Oil Painting Masters

By Molly Hinges


Oil painters mix paint like cooks mix ingredients. Each master is known for their shade preferences: Rembrandt loves darker colors, Picasso prefers bold and bright accents, and Monet enjoys soft colors.

Each artist uses these colors to tell their own story. Rembrandt is known for his gold highlights and earthy tones. Rembrandt used these Italian techniques that were known as chiaroscuro. Chiaroscuro combined shadow and light and gave his paintings a deep feeling that focused on attention. Rembrandt used these to enhance features.

While there is much debate over Rembrandt's most famous painting, many art experts point to "The Night Watch," which the Dutch artist completed in 1642. Soldiers are used in the foreground for the chiaroscuro techniques. They depict a captain who is dressed in black. There is a lieutenant who wears yellow. They portrayed in vivid colors next to the militia as muted tones in the background.

To get the effect he desired, Rembrandt enjoyed mixing colors together. Rembrandt used to mix white paint with charcoal to get a blue-gray tone.

Money loved how light shimmered on his canvas. His impressionist style was basically like putting a sensation of light itself.

In 1905, Monet said that the point was knowing how to use each color.

In 1890, the French painter took to the countryside to complete a series of 30 haystack oil paintings that show his devotion to the effect of light on color. It took him just under a year to do the paintings.
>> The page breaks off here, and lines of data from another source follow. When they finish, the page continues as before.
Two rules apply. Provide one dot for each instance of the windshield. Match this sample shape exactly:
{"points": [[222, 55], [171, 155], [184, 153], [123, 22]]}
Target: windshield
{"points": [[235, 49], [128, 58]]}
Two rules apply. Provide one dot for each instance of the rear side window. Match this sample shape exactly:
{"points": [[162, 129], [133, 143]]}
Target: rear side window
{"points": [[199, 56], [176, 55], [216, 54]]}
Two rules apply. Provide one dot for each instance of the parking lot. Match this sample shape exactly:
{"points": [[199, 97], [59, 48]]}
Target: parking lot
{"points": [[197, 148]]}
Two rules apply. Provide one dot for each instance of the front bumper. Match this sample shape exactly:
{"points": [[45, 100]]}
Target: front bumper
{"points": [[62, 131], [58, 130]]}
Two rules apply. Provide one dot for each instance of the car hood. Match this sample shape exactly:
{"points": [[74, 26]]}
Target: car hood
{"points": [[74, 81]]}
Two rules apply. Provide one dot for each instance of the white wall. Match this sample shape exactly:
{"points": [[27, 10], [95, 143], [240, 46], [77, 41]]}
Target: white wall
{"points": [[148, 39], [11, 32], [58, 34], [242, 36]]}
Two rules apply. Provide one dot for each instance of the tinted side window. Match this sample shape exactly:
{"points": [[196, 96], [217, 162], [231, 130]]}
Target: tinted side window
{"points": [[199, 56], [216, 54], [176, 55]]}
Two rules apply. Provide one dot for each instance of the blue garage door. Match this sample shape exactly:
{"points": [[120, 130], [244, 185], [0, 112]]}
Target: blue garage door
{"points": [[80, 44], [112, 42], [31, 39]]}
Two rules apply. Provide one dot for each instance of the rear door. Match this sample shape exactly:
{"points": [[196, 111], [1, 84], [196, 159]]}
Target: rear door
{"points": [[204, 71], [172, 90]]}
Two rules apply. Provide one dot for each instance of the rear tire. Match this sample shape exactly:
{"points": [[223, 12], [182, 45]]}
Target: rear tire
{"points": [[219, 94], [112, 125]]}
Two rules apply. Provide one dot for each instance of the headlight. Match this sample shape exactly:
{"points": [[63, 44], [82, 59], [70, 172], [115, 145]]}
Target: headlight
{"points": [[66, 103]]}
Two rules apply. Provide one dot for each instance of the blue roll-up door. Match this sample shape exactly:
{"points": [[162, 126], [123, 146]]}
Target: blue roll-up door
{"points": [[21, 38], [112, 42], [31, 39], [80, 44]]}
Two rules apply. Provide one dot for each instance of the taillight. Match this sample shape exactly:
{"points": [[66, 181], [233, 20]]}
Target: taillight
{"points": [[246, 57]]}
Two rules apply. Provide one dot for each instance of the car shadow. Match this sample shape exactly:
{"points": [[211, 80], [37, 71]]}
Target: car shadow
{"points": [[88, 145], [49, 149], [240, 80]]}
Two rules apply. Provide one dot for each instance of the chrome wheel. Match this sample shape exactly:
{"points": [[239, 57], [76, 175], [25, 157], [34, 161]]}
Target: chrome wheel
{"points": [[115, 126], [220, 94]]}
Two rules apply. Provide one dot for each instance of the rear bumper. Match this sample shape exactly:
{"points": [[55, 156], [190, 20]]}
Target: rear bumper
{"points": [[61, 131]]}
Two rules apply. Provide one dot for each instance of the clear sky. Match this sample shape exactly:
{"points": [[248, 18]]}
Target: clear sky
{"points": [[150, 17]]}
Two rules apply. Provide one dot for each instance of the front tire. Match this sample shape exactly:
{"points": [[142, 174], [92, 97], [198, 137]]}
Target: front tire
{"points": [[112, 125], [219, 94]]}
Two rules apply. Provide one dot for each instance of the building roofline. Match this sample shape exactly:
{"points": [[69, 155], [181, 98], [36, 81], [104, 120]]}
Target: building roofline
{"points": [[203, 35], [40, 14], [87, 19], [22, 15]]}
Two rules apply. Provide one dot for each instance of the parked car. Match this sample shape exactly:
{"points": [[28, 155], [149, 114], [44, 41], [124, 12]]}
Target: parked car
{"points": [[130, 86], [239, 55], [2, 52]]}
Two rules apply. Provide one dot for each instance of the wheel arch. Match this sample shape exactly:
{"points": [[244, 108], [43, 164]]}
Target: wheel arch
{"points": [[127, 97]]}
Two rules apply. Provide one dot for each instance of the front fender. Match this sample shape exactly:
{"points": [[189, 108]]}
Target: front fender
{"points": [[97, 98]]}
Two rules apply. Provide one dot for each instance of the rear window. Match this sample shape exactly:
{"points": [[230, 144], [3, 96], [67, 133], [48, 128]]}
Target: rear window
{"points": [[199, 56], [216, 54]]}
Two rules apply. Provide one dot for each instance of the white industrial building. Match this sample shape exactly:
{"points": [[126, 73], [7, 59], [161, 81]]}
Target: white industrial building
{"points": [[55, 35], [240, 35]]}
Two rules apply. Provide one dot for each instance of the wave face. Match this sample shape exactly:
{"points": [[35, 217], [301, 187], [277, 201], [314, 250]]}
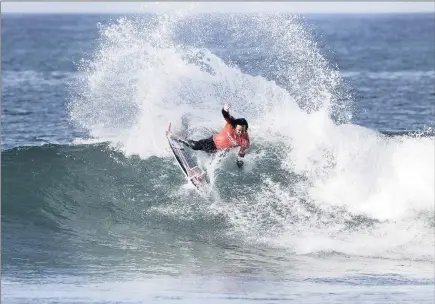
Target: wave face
{"points": [[314, 183]]}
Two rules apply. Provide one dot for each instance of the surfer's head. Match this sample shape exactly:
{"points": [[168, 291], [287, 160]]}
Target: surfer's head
{"points": [[241, 126]]}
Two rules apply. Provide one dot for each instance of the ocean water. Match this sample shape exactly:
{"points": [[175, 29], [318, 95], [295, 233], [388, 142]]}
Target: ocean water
{"points": [[336, 200]]}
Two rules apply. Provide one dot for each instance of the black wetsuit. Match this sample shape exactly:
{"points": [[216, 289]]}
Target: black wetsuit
{"points": [[208, 144]]}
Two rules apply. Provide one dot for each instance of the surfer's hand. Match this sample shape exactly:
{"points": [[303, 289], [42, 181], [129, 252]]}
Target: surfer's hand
{"points": [[239, 163]]}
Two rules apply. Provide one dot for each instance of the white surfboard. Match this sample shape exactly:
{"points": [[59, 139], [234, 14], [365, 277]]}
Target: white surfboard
{"points": [[192, 171]]}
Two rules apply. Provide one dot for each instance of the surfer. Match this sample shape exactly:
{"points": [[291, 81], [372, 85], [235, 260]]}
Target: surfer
{"points": [[234, 134]]}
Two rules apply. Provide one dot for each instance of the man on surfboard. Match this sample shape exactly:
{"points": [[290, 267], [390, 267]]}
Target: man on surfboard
{"points": [[234, 134]]}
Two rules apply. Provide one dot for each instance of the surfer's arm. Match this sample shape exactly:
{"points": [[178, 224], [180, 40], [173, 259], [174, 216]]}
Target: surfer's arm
{"points": [[227, 116]]}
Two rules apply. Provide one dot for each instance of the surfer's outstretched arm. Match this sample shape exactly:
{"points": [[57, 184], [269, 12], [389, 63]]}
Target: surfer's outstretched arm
{"points": [[226, 114]]}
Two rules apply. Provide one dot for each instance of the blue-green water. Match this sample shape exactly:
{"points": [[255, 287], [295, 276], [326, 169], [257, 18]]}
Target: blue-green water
{"points": [[335, 203]]}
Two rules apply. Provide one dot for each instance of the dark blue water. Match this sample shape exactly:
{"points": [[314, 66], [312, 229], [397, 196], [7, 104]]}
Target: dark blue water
{"points": [[335, 203]]}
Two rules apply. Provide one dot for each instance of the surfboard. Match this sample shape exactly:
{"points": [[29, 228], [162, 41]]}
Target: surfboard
{"points": [[191, 170]]}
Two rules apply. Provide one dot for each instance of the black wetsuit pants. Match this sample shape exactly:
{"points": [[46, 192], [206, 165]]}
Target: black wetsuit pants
{"points": [[206, 145]]}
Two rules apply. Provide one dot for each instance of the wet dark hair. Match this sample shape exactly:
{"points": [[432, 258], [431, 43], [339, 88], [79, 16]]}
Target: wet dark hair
{"points": [[241, 121]]}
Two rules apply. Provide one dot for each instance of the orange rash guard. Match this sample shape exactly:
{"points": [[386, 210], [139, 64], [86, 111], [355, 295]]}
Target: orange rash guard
{"points": [[227, 139]]}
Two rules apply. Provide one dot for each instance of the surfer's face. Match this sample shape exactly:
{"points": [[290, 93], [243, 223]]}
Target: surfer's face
{"points": [[239, 130]]}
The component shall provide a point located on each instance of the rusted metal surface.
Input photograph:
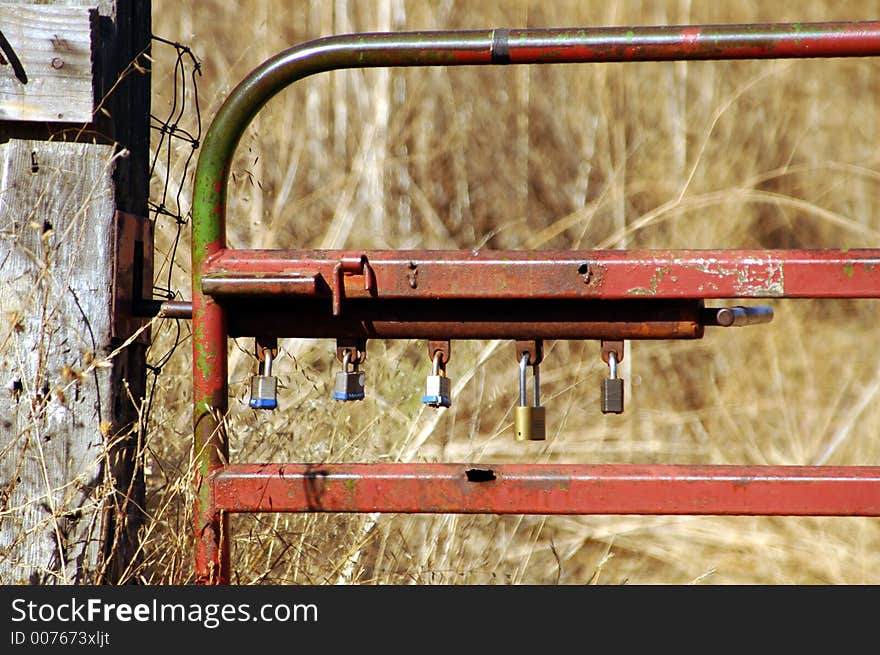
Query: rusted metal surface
(549, 489)
(737, 316)
(597, 274)
(222, 274)
(175, 309)
(469, 319)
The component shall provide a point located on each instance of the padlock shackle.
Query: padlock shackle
(450, 48)
(523, 365)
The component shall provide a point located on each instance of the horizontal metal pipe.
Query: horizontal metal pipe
(163, 309)
(378, 318)
(508, 274)
(737, 316)
(548, 489)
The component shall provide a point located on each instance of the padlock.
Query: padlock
(349, 383)
(264, 387)
(612, 388)
(529, 421)
(437, 385)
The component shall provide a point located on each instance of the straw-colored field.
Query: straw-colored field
(683, 155)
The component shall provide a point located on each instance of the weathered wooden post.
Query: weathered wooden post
(74, 183)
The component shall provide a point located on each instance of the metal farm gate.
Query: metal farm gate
(524, 296)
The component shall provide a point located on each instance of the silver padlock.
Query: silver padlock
(349, 383)
(612, 388)
(437, 385)
(530, 422)
(264, 387)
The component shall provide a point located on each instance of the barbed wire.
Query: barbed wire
(174, 142)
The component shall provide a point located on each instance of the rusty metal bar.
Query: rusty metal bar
(509, 274)
(549, 489)
(500, 46)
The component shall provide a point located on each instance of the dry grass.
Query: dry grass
(699, 155)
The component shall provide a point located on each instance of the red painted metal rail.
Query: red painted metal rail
(441, 295)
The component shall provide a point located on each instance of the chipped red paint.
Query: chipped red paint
(544, 274)
(549, 489)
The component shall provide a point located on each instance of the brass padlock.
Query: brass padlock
(529, 421)
(437, 385)
(612, 388)
(264, 386)
(349, 383)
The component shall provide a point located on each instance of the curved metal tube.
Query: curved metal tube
(500, 46)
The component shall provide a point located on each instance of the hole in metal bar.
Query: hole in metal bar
(480, 475)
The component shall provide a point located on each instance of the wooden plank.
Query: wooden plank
(56, 406)
(48, 71)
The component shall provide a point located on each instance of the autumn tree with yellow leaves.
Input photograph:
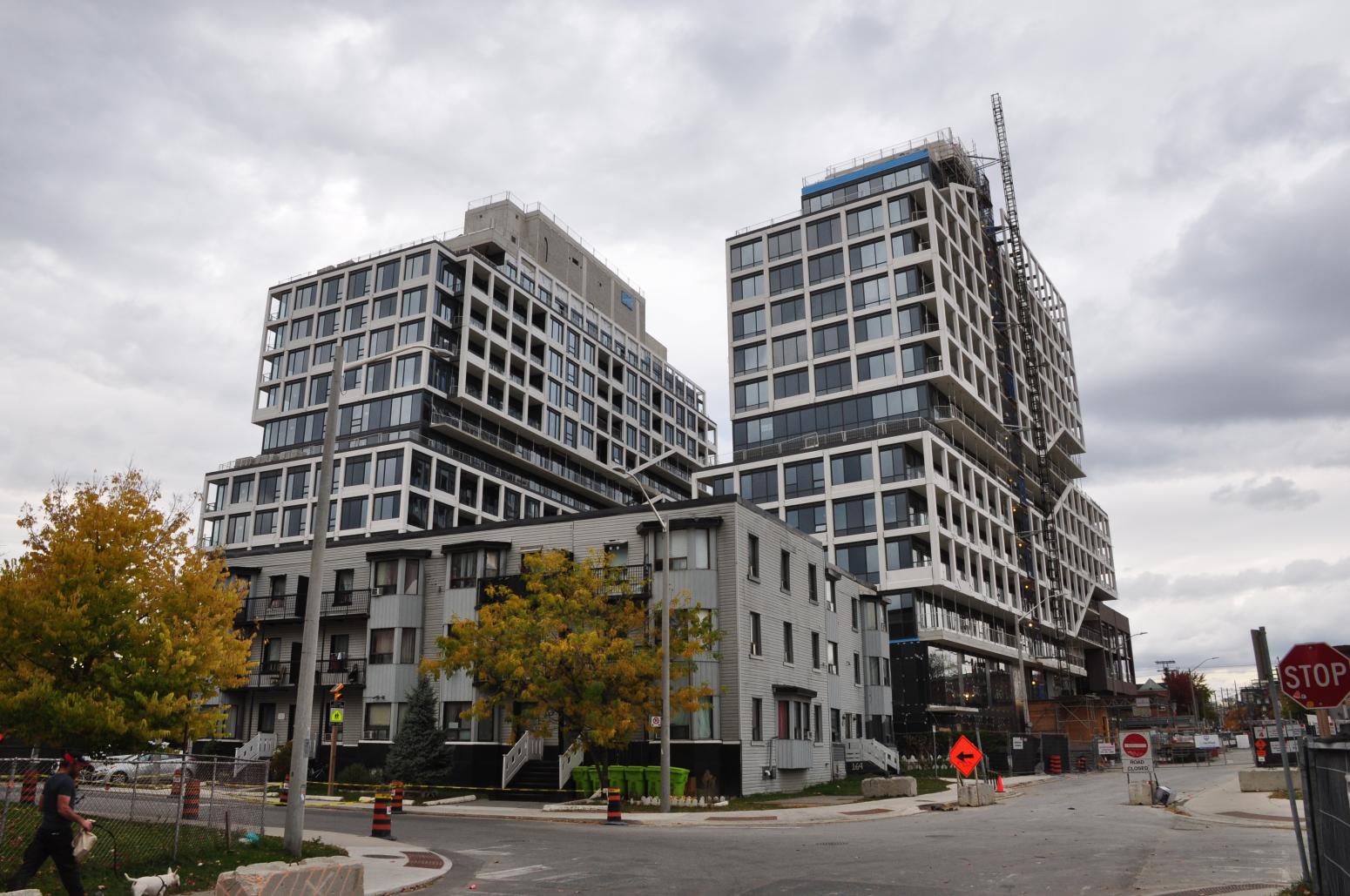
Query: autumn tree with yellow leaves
(578, 645)
(115, 628)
Monet would wake up before the sun rose. He would work on each canvas and then switch, about every 30 minutes, when the light would change. He would repeat the process for as many days as it took to finish each painting.

This included bright sunshine, fog, snow, and gray weather. He made some of the haystacks yellow and changed others to reds, oranges and browns depending upon the season.

Picasso's early works were known as the blue and rose periods. His blue period was from 1901 and 1904, when he used many shades of blue for somber paintings. The Rose Period (1904-1906) showed Picasso's cheerier side. He had a fascination with acrobats, harlequins and circus people. So, he would add oranges and pinks to the colors that became the preferences in his colors.

Though he later used a variety of bold and bright colors as one of the legends of the Cubist movement, Picasso's most famous painting is in black and white with a touch of blue. "Guernica" is an 11 foot by 25. This six foot mural that was painted in oil depicted bombing in the town that the painting was named after, by German planes in the middle of the Spanish War. This was unveiled back in 1937 and lasted this long. It traveled all over the world to help remind people who viewed war's horrors.